Jpegmafia & Danny Brown / Scaring The Hoes

現代オルタナティヴ・ヒップホップ2大巨塔の夢の共演と言っても過言ではないだろう。
今のところフィジカルのリリースは無さそうなので、アルバムというよりもミックス・テープ的な位置付けなのかも知れないが、企画物だけに良い意味で肩の力が抜けてやりたい放題やっている印象がある。

音像は荒くローファイだが、両者共にソロ作品よりも遥かにアッパーで、オープニングからしてウォンキーと言うかHudson MohawkeかRustieみたい。
同じく女声ヴォーカル・チョップやジャングル風のブレイク・ビーツを採用したM5と言い、ハイパーなプロダクションが本作を特徴付けている。

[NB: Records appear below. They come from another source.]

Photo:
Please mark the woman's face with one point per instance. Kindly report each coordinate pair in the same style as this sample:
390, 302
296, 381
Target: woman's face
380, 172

但しソースがソウルやファンクやジャズだけではないというだけで、サンプリング・ループとドラムマシンによるビートという最も基本的なヒップホップの構造に即している、という意味で同時にプリミティヴな魅力も有している。
ネタの面白さも本作の魅力で、ファミコンのCMか何かと思しきサンプリングのカットアップと、祭囃子のような珍妙なループが鮮烈なM4はある意味で和モノ使いを拡張するかのよう。
M9でも日本のアニソンのサンプリングが用いられており、レア・グルーヴとしての和モノの価値上昇を実感させる。

勿論魅力はトラックだけでなく、相変わらずエキセントリックなDanny Brownの声色とフロウがスキゾフレニックなトラックと抜群の相性を見せており、声がハンサムな分やや没個性なJpegmafiaのラップを見事に補完している。
現代オルタナティヴ・ヒップホップ最強という意味で、2020年代のBlackstarとでも呼びたくなる名コンビである。